This is still debated--that is, is randomness just a concept of mathematics that in the real world is only an illusory manifestation of our lack of sufficient data about things, or could there be things that are really, truly, no-kidding random? Quantum physics is held by many to be the only area in which that may be the case. Rolling dice and flipping coins only appear random in this view. But even if truly random, many argue that quantum effects are so small and numerous that they even out and simply have no bearing on things at the monstrous level of animals and plants, and can be ignored.
Randomness is usually viewed as just a matter of sampling and experimental measurement error. In the long run, with big enough samples, things will 'even out'. That is, this kind of randomness is just statistical 'noise' that we have to deal with in sampling the real world to understand it.
But in evolution and genetics, since the next generation emerges only from the current one, and what is dead and gone can't come back, randomness (if it exists) can have a permanent effect.
Just the other day we heard an otherwise sophisticated evolutionary geneticist say, of genome mapping kinds of searches for evidence of adaptation, that the problems we are facing these days are just a matter of using the right statistics (i.e., to detect what's significant). Amazingly, we heard that at least one statistics instructor here at Penn State (where the statistics program has long been a leading one), told a student that the .05 significance cutoff level had something fundamentally meaningful other than being a wholly conventional, subjective, arbitrarily decided criterion for making decisions about evidence.
Using and properly interpreting the right statistics is certainly important, and failure to do that is responsible for a lot of problems in genetics and evolutionary interpretation, as it is in many other areas of life and of science.
But in areas like GWAS and genomic scale analysis, the problem is not all in the statistics. It's in the phenomena themselves. Even when nothing causally genetic is going on, genome-scale analysis with open-ended, unconstrained data mining, is almost guaranteed to find something that will appear to be 'significant'. And we know theoretically and empirically that important evolutionary things can be going on, but not be detectable. In fact, we can't actually prove that 'nothing causally genetic is going on', either!
|GWAS Manhattan plot|
This program points out what we said yesterday about astrology: if the world is truly deterministic, then everything is so connected to everything else -- as is often said, the universe is just a clockwork phenomenon -- that everything in a sense can predict everything else. If that is actually true, than Darwinian evolution, premised on the idea that some genetic variation has a greater chance of success (that's how Darwin himself phrased it around 40 times in the Origin of Species), is a sham: because it's all predictable. The poor rabbit is destined to be eaten, not because its slowness reduces its chance of escape from the wolf.

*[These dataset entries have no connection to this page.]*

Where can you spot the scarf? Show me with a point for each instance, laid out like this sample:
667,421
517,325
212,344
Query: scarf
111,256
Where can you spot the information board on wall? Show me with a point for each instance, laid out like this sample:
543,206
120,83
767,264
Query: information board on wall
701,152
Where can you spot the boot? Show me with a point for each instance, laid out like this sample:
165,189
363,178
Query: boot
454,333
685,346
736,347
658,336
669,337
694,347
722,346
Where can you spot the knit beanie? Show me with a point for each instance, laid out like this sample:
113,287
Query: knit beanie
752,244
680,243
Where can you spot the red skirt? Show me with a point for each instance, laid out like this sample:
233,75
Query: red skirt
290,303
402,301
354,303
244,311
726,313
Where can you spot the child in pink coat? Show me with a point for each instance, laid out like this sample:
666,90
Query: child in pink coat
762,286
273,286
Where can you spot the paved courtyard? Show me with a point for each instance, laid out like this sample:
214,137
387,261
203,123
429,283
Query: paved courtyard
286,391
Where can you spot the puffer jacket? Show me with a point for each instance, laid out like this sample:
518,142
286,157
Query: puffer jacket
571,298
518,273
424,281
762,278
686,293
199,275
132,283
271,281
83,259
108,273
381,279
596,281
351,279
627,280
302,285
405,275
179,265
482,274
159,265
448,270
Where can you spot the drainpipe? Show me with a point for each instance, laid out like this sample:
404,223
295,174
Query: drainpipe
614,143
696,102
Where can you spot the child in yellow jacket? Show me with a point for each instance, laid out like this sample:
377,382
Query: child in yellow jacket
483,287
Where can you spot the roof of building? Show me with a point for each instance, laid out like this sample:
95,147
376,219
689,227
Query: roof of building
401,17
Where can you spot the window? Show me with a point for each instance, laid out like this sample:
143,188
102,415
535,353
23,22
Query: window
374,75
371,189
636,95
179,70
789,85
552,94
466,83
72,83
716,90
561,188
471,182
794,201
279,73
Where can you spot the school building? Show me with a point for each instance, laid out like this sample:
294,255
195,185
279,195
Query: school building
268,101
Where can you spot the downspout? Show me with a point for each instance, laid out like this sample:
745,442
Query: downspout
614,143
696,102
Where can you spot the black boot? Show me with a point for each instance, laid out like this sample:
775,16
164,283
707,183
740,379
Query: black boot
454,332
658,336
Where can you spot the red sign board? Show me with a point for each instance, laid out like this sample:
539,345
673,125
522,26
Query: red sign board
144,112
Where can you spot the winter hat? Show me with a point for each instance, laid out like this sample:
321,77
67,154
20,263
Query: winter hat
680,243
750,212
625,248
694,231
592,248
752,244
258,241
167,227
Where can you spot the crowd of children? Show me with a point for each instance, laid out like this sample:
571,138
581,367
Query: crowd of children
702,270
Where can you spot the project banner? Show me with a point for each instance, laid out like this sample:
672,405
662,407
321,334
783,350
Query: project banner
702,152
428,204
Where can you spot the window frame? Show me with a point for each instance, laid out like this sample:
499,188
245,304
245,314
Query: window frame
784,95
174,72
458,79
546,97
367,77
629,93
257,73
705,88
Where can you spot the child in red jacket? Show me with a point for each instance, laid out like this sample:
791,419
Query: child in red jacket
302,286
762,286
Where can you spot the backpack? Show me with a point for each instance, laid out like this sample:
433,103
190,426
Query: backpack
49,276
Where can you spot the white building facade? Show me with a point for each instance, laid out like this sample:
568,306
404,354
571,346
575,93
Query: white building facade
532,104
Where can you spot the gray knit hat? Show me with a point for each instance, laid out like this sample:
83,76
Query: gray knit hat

Think how arrogant we so often are in making strong assertions with the great data limitations that we have, or in some ways cannot completely overcome. This is especially important, in a subtle way, because modern science largely rests on concepts of statistical significance and formal 'hypothesis testing', in processes that are either probabilistic as far as we can tell, or that we are forced to study by, but hopefully appropriately structured (random?), sampling. And to realize that much of Nature could be entirely non-random, even controlled by very simple processes, and yet appear random by every known test. Those processes can be totally non-random, for example as the BBC discussion mentions, the sequence of digits in the value of pi (circumference divided by diameter of any circle in the universe), are indistinguishable from randomness.

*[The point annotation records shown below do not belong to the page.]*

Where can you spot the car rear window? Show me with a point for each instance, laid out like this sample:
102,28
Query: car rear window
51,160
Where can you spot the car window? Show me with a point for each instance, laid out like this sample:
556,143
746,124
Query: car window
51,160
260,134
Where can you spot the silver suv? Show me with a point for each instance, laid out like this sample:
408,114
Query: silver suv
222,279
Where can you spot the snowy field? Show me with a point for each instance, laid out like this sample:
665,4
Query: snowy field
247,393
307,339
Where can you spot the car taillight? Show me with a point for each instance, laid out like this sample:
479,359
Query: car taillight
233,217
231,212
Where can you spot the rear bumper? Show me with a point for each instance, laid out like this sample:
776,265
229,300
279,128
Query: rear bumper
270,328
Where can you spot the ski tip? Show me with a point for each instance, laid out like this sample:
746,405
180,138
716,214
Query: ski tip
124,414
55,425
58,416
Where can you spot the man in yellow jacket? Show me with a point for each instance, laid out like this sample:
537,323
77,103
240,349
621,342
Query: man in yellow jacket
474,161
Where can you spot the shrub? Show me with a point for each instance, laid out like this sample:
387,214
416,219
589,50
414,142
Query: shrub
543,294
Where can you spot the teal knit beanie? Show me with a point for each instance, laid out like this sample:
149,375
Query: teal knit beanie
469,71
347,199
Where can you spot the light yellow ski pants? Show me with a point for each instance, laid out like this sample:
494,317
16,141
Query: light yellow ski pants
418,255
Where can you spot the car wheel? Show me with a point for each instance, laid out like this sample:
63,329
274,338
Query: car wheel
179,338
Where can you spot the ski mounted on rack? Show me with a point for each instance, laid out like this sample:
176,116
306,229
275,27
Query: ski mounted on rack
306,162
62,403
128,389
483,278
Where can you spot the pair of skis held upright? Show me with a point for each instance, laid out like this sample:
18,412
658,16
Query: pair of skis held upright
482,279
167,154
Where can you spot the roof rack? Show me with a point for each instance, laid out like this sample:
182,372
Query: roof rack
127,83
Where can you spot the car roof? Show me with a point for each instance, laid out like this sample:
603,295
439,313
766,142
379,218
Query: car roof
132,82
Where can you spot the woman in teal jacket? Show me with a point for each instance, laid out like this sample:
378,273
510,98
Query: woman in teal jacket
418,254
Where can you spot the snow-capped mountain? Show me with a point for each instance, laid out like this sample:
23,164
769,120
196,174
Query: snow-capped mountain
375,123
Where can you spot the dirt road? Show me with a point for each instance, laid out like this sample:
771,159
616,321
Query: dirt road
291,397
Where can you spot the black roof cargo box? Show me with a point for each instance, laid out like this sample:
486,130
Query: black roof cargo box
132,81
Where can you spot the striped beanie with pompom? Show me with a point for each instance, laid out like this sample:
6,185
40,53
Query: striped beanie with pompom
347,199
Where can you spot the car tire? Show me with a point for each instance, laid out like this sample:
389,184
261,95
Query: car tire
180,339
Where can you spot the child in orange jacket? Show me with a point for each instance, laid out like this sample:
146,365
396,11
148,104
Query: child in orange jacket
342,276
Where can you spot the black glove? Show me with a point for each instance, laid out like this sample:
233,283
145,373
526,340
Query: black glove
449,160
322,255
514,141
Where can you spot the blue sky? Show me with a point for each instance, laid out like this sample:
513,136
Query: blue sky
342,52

Indeed, often our belief in deterministic laws of Nature may lead us to assume determinism, and treat the probabilistic aspect of data as just a practical impediment, and using 'significance tests' (with arbitrarily agreed-on cutoff values) as if that proves it, when the process itself could be inherently probabilistic.
It is very sobering.
NOTE: Actually, Galileo did many experiments. These are described in his Dialogues Concerning Two New Sciences (1638), he showed laws of motion and gravity by rolling a ball down inclined planes of various steepness. He had to do that because time measurement, done by a water-clock, was not precise enough for dropping things off the Leaning Tower. But he also recognized that he needed replication, and repeated these experiments 100 times: an acknowledgment of random measurement error.